Image source: Getty Images.

Nvidia's data center GPUs can process artificial intelligence (AI) tasks much faster than standalone CPUs, so all of the world's top AI companies -- including OpenAI, Microsoft, and Alphabet's Google -- use its chips. As the leading seller of the picks and shovels for the AI gold rush, Nvidia naturally became the bellwether of that booming market.

However, Nvidia's stock has declined about 23% this year as the Trump administration's unpredictable tariffs, the intensifying trade war, and other macroeconomic headwinds drove investors toward more conservative investments. Let's see if Nvidia's becoming an undervalued growth stock after that pullback -- or if it's a falling knife which could cut bargain-seeking investors.

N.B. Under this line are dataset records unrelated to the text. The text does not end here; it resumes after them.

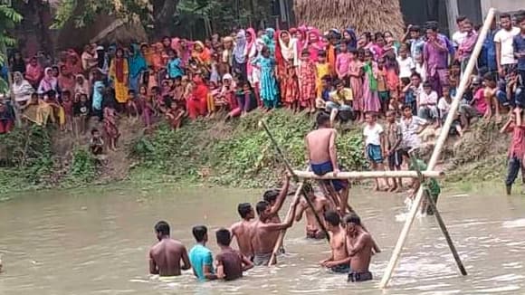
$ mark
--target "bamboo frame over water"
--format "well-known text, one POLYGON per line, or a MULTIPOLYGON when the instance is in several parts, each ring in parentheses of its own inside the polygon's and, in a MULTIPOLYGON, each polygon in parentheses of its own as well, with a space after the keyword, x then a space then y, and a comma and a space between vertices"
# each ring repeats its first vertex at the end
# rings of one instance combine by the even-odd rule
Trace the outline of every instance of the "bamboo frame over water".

How fast is Nvidia growing?

In fiscal 2025, Nvidia's revenue rose 114%, its adjusted gross margin expanded 170 basis points to 75.5%, and its adjusted EPS increased 130%. Most of that growth was driven by its data center revenue, which surged 142% to $115 billion and accounted for 88% of its top line. Those growth rates are explosive, but Nvidia's quarterly numbers reveal two near-term issues: Its year-over-year growth rates are slowing down, and its gross margin is slipping sequentially.

Metric

Q4 2024

Q1 2025

Q2 2025

Q3 2025

Q4 2025

Total revenue growth (YOY)

265%

262%

122%

94%

78%

Data center revenue growth (YOY)

409%

427%

154%

112%

93%

Adjusted gross margin

76.7%

78.9%

75.7%

75%

73.5%

Adjusted EPS growth (YOY)

486%

461%

152%

103%

71%

Data source: Nvidia. YOY = Year over year.

For the first quarter of fiscal 2026, Nvidia expects its revenue to rise 44% year over year as its adjusted gross margin dips to a midpoint of 71%. For the full year, analysts expect its revenue and adjusted EPS to grow 54% and 48%, respectively, as the AI market continues to expand and it ramps up its production of its newest Blackwell GPUs.